In 1848, there was a revolution in France that deposed King Louis-Philippe and established the 2nd Republic. (Note: this was NOT the uprising depicted in Les Misérables.) The new government attempted to adopt elements of a new economic system we would today recognize as “socialism.” The most interesting description I’ve read about this government and its futile, misguided policies was written by H.L. Mencken, who in 1934 derisively compared it to President Franklin Delano Roosevelt’s New Deal. (See his column “New Deal No. 1” in A Mencken Chrestomathy: His Own Selection of His Choicest Writing” – I own this book and recommend it as an entertaining read.)
In 1850, Frederic Bastiat, an economist and elected member of the French National Assembly, responded to this program by writing a book called La Loi (The Law), a concise philosophical treatise that asserted the policies of the republic were legalized plunder. Then he died of tuberculosis.
Bastiat writes the following in The Law:
What is law? What ought it to be? What is its domain? What are its limits? Where, in fact, does the prerogative of the legislator stop?
I have no hesitation in answering, Law is common force organized to prevent injustice; — in short, Law is Justice.
It is not true that the legislator has absolute power over our persons and property, since they pre-exist, and his work is only to secure them from injury.
It is not true that the mission of the law is to regulate our consciences, our ideas, our will, our education, our sentiments, our works, our exchanges, our gifts, our enjoyments. Its mission is to prevent the rights of one from interfering with those of another, in any one of these things.
Law, because it has force for its necessary sanction, can only have as its lawful domain the domain of force, which is justice.
And as every individual has a right to have recourse to force only in cases of lawful defense, so collective force, which is only the union of individual forces, cannot be rationally used for any other end.
The law, then, is solely the organization of individual rights, which existed before legitimate defense.
Law is justice.
So far from being able to oppress the persons of the people, or to plunder their property, even for a philanthropic end, its mission is to protect the former, and to secure to them the possession of the latter.
Obviously the governments of the United States, California, and most local governments in California today do not regard law and justice in this minimalist fashion. They conform more to the “Brain Trust” of the 1848 revolution in France.
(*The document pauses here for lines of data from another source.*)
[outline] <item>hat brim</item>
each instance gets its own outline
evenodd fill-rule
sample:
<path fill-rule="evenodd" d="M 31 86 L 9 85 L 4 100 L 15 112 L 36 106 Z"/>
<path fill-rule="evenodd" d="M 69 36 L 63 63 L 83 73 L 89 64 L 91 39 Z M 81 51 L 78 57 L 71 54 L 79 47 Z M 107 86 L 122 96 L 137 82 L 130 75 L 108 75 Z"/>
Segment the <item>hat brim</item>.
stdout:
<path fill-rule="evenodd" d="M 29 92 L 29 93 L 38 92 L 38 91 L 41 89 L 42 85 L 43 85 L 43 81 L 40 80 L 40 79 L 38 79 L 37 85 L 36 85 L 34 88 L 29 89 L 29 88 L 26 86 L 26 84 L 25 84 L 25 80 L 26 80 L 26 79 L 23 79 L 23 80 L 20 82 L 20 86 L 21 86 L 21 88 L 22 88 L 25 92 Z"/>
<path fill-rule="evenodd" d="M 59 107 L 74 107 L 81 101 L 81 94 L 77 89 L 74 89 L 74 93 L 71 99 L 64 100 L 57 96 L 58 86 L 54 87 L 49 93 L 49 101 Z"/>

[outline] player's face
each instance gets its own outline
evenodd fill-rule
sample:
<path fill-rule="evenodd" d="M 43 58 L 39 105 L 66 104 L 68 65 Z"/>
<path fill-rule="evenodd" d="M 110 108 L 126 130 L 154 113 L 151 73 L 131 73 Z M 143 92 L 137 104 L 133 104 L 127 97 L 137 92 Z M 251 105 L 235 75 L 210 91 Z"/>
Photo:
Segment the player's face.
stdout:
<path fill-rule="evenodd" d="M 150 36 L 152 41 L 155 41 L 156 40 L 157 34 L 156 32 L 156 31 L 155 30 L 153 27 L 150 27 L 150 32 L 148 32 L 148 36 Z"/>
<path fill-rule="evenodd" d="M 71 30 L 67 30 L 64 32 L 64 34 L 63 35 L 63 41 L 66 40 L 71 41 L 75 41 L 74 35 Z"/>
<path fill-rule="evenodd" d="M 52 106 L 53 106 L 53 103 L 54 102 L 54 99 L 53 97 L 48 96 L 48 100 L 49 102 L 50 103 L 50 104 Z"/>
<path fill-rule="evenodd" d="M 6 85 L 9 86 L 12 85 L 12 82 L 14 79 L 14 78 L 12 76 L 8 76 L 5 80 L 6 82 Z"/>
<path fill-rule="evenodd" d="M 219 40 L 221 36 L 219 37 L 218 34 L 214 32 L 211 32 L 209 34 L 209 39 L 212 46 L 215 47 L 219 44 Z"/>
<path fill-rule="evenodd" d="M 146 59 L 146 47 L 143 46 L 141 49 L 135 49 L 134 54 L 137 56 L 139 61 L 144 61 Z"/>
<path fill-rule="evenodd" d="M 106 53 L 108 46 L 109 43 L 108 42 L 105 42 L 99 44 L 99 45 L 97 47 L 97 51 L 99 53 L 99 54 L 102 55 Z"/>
I was first introduced to The Law in 2000 when Jon Fleischman, then executive director of the California Republican Party, gave me a copy as an award for answering a tough question during his appearance before the (once thriving, now defunct?) Young Republican Federation of Contra Costa. (Fleischman today is the editor-in-chief of www.FlashReport.org, and the California Republican Party executive director today is Brett Lowder.)
It appears that the Ludwig von Mises Institute is one of the best English-language sources of information on the web for the writings of Frederic Bastiat. It has English translations of The Law available for free on the web here and here.
(Note that writers affiliated with the Southern Poverty Law Center – a group fond of assigning labels – have insinuated that this think tank and its chairman are “Neo-Confederate,” so keep in mind that citing the Mises Institute in a paper written for a class at UC Berkeley might subject you to criticism from your professor. I quickly perused the web site and didn’t see anything like that, but the group is definitely libertarian.)
Read The Law and see if you agree with it.